WAL usage looks broken in modern Time Series Databases?

Photo by Stephen Dawson on Unsplash

Write-ahead logging (WAL) is a common practice among modern time series databases — Prometheus uses WAL, InfluxDB uses WAL, TimescaleDB transiently uses WAL from PostgreSQL, Cassandra also uses WAL.

Let’s look into WAL theory. WAL is used as a protection against losing of recently added data on power loss. All the incoming data must be written into write ahead log before returning success to the client. This guarantees that the data may be recovered from WAL file after power loss. Looks simple and great in theory! What’s in the practice?

Page cache and WAL

Database developers know that the operating system (OS) doesn’t write data to persistent storage on every write syscall. The data is just written into page cache residing in RAM unless direct IO is used. So data successfully written into WAL file may disappear on power loss. How to deal with this? Either to use cumbersome direct IO or to explicitly tell the OS to flush recently written data from page cache to persistent storage via fsync syscall. But fsync has a major downside — it is very slow on SSD (1K-10K rps) and extremely slooow on HDD (100 rps). For instance, 1M inserts per second may be easily slowed down to 100 inserts per second with fsync-after-each-inserted-row strategy.

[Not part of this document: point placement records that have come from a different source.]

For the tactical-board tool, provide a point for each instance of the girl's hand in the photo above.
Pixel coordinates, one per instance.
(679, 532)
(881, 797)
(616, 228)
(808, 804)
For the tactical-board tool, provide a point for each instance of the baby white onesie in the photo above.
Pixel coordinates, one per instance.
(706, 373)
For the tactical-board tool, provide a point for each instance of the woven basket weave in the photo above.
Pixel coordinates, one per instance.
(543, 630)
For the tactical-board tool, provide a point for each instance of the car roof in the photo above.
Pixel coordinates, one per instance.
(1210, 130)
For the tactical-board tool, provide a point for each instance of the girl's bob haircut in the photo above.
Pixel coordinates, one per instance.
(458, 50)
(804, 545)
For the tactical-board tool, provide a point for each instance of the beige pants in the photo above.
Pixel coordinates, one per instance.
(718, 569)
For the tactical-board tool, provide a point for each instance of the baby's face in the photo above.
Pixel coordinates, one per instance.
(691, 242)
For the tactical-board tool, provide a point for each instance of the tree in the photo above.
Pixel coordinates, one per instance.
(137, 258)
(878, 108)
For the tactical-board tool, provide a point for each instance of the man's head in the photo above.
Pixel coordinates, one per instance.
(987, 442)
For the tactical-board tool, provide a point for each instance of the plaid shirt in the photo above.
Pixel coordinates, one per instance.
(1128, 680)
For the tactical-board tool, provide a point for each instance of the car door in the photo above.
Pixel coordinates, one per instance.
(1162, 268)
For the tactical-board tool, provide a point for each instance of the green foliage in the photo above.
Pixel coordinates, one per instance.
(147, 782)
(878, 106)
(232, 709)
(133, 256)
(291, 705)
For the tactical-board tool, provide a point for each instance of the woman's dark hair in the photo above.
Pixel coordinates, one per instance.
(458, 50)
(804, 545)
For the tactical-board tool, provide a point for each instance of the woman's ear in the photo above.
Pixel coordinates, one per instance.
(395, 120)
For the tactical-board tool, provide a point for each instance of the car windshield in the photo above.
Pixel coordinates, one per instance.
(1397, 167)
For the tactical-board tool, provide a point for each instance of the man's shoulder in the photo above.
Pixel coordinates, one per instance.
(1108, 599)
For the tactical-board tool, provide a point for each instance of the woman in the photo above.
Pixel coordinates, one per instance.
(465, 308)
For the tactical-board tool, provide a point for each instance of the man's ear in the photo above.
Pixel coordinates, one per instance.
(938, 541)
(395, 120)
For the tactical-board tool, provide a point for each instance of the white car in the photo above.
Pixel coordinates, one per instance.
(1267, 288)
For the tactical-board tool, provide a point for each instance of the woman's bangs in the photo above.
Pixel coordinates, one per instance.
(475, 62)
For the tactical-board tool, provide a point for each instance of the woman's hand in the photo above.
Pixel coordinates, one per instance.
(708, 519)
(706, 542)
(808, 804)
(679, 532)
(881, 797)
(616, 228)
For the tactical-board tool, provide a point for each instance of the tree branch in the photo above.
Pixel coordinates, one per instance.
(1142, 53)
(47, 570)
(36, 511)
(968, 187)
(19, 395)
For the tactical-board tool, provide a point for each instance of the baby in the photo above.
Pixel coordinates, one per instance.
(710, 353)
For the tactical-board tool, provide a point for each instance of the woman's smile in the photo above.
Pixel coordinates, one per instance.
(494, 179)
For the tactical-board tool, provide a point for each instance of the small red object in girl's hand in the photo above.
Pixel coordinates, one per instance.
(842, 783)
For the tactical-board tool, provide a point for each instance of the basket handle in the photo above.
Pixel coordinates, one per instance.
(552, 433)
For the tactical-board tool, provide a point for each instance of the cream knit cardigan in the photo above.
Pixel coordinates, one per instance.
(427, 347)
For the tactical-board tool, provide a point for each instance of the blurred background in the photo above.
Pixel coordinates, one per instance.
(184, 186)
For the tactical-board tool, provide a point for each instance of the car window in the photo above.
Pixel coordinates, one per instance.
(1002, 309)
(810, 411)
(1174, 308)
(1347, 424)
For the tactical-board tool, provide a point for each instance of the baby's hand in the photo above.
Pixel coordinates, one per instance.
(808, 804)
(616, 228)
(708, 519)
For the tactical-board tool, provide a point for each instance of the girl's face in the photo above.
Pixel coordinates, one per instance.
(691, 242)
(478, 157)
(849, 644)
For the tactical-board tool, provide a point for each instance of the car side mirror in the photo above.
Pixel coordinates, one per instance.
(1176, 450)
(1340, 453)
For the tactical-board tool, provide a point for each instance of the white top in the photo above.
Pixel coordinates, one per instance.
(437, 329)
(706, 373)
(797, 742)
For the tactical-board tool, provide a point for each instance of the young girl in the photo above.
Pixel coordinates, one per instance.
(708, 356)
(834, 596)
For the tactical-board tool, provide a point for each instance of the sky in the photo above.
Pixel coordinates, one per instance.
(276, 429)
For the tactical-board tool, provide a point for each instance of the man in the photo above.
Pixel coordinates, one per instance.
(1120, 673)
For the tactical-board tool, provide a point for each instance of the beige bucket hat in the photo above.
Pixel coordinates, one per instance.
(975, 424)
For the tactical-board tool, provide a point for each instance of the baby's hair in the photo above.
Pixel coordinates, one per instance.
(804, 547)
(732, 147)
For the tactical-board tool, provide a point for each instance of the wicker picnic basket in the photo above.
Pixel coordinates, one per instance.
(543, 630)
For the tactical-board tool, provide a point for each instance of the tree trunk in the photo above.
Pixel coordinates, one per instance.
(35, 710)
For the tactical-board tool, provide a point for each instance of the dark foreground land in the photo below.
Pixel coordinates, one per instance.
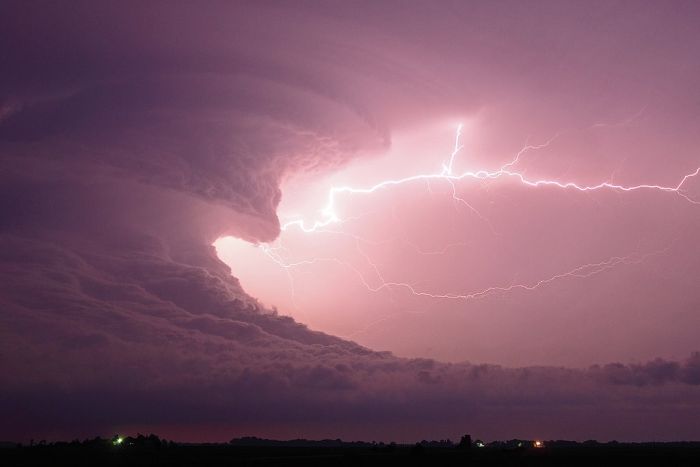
(336, 453)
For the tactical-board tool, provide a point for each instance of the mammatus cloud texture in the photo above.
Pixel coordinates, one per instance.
(133, 136)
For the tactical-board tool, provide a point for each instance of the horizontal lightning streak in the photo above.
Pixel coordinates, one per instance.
(330, 216)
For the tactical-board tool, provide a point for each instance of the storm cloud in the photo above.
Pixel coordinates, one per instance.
(133, 135)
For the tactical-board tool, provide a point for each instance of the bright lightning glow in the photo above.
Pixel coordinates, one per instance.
(378, 283)
(331, 216)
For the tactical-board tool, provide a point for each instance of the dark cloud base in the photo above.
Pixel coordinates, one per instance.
(129, 142)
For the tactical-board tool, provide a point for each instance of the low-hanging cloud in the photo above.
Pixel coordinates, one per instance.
(131, 139)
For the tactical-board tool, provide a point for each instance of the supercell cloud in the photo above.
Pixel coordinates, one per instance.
(133, 136)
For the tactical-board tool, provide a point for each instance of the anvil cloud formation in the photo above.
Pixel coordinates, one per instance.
(134, 135)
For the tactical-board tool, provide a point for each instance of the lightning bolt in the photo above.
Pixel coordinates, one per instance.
(330, 216)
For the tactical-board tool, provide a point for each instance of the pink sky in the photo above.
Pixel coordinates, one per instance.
(133, 137)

What do DB devs do with slow fsync? They relax data safety guarantees in various ways:

  • Prometheus calls fsync only after big chunk of data (aka segment) is written into WAL, so all the segment data may be lost / corrupted on power loss before fsync. The data may be corrupted if the OS flushes a few pages with the written data to disk, but doesn’t flush the remaining pages. Prometheus fscync’s segments every 2 hours by default, so a lot of data may be corrupted on hardware reset.
  • Cassandra by default calls fsync on WAL only every 10 seconds, so the last 10 seconds of data may be lost / corrupted on power loss. Probably, replication can help in this case.
  • InfluxDB by default calls fsync on every write request, so it is recommended feeding InfluxDB with write requests containing 5K-10K data points in order to alleviate fsync slowness. It recommends setting wal-fsync-delay to non-zero value for workloads with high volume of writes and/or for slow HDDs, so data may be lost on power loss.
  • TimescaleDB relies on PostgreSQL’s WAL mechanism, which puts data into WAL buffers in RAM and periodically flushes them to WAL file. This means that the the data from unflushed WAL buffers is lost on power loss or on process crash.

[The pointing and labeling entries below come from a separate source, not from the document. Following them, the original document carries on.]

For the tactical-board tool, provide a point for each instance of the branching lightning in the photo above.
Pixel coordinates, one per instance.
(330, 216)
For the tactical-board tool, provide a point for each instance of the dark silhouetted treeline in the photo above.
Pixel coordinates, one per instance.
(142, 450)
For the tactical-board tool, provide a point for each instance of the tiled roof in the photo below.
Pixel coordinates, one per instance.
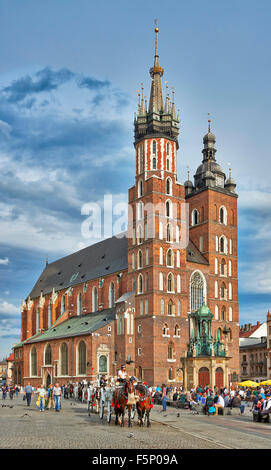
(76, 326)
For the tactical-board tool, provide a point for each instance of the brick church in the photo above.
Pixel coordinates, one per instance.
(163, 297)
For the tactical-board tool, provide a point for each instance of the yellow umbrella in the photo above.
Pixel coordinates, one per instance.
(265, 382)
(248, 383)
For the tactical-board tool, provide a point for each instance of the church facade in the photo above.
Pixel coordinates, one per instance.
(163, 297)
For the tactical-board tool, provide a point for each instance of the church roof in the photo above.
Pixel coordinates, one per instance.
(76, 326)
(101, 259)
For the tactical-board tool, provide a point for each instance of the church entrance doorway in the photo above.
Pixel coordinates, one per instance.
(219, 377)
(204, 377)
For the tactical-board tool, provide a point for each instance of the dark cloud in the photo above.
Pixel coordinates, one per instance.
(45, 80)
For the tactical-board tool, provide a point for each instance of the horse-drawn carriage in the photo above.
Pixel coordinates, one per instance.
(119, 396)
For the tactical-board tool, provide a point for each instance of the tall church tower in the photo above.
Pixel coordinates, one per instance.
(154, 226)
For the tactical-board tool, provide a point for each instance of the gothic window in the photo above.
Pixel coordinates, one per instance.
(111, 295)
(140, 284)
(37, 319)
(170, 351)
(94, 299)
(103, 364)
(195, 217)
(140, 188)
(170, 308)
(64, 359)
(223, 268)
(139, 259)
(48, 355)
(196, 291)
(82, 358)
(170, 283)
(169, 233)
(169, 257)
(161, 255)
(223, 291)
(169, 186)
(79, 304)
(33, 362)
(177, 330)
(223, 215)
(49, 314)
(168, 209)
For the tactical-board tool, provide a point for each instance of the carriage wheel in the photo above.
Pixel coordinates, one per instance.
(102, 410)
(109, 412)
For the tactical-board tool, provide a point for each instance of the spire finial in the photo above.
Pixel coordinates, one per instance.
(209, 123)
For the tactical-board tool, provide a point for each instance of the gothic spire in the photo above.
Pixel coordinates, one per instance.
(156, 72)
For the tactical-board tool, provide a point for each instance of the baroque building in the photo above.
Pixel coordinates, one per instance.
(162, 297)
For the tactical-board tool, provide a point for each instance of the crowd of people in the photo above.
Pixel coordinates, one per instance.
(233, 397)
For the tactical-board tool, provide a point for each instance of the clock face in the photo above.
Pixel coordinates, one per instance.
(219, 181)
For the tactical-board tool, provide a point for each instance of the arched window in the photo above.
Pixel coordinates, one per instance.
(170, 308)
(161, 281)
(168, 186)
(223, 268)
(168, 209)
(169, 233)
(33, 362)
(140, 284)
(37, 319)
(139, 259)
(223, 291)
(160, 255)
(63, 304)
(169, 257)
(223, 314)
(170, 283)
(196, 291)
(177, 330)
(79, 304)
(179, 308)
(178, 283)
(48, 355)
(103, 365)
(64, 359)
(195, 217)
(111, 295)
(49, 313)
(94, 299)
(140, 188)
(170, 351)
(82, 358)
(223, 215)
(216, 312)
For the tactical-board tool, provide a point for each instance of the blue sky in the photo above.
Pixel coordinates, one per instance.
(70, 71)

So, modern TSDBs provide relaxed data safety guarantees — recently inserted data may be lost on power loss. The following questions arise:

  • Don’t these relaxations defeat the main purpose of write ahead logging? IMHO, the answer to this question is “yes”. Sad, but true :(
  • Are there better approaches with similar data safety guarantees exist? Yes — SSTable.

SSTable instead of WAL?

The idea is simple — just buffer data in memory and atomically flush it into SSTable-like data structure on disk without the need of WAL. The flush may be triggered either by timeout (i.e. every N seconds) or by reaching the maximum buffer size. This gives similar data safety guarantees as the “optimized WAL usage” described in the previous chapter — recently inserted data may be lost on power loss / process crash.

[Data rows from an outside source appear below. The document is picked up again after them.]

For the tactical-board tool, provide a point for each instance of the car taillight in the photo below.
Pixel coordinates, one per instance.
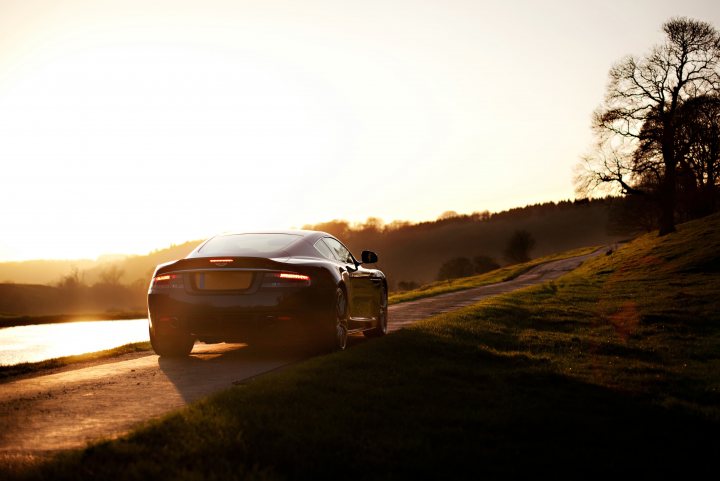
(285, 279)
(167, 281)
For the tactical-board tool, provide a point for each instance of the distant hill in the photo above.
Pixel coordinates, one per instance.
(408, 252)
(135, 268)
(415, 252)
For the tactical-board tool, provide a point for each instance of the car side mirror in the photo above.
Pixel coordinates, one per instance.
(369, 257)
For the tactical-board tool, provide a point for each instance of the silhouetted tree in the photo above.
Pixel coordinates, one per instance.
(456, 267)
(642, 110)
(483, 264)
(519, 247)
(73, 280)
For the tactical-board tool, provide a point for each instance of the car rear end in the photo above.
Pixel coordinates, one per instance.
(239, 299)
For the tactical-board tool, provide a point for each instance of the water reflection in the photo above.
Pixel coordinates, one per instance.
(41, 342)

Careful reader may notice the difference — "optimized WAL usage” can result in data corruption, while “write directly to SSTable” approach is vulnerable to process crash. IMHO, recently written data loss on process crash has lower severity comparing to data corruption. Properly implemented database shutdown procedure significantly reduces the risk of data loss. The shutdown procedure is quite simple — stop accepting new data, then flush in-memory buffers to disk, then exit.

The following databases prefer writing directly into SSTable instead of WAL:

  • ClickHouse. By default it writes incoming data directly do persistent storage in SSTable-like format. It supports in-memory buffering via Buffer table.
  • VictoriaMetrics. It buffers incoming data in RAM and periodically flushes it to SSTable-like data structure on disk. Flush interval is hard-coded to one second.

Conclusions

WAL usage looks broken in modern time-series databases. It doesn’t guarantee data safety for recently inserted data on power loss. WAL has two additional drawbacks:

  • Write-ahead logging tends to consume significant portion of disk IO bandwidth. It is recommended to put WAL into a separate physical disk due to this drawback. “Write directly to SSTable” approach requires less disk IO bandwidth, so higher volumes of data may be consumed by the database without WAL.
  • WAL may slow down database startup times due to slow recovery step and even may lead to OOMs and crash loops.

Prometheus, InfluxDB and Cassandra already use LSM-like data structures with SSTables, so they may quickly switch to the new approach. It is unclear yet whether TimescaleDB could use the new approach, since it doesn’t use LSM.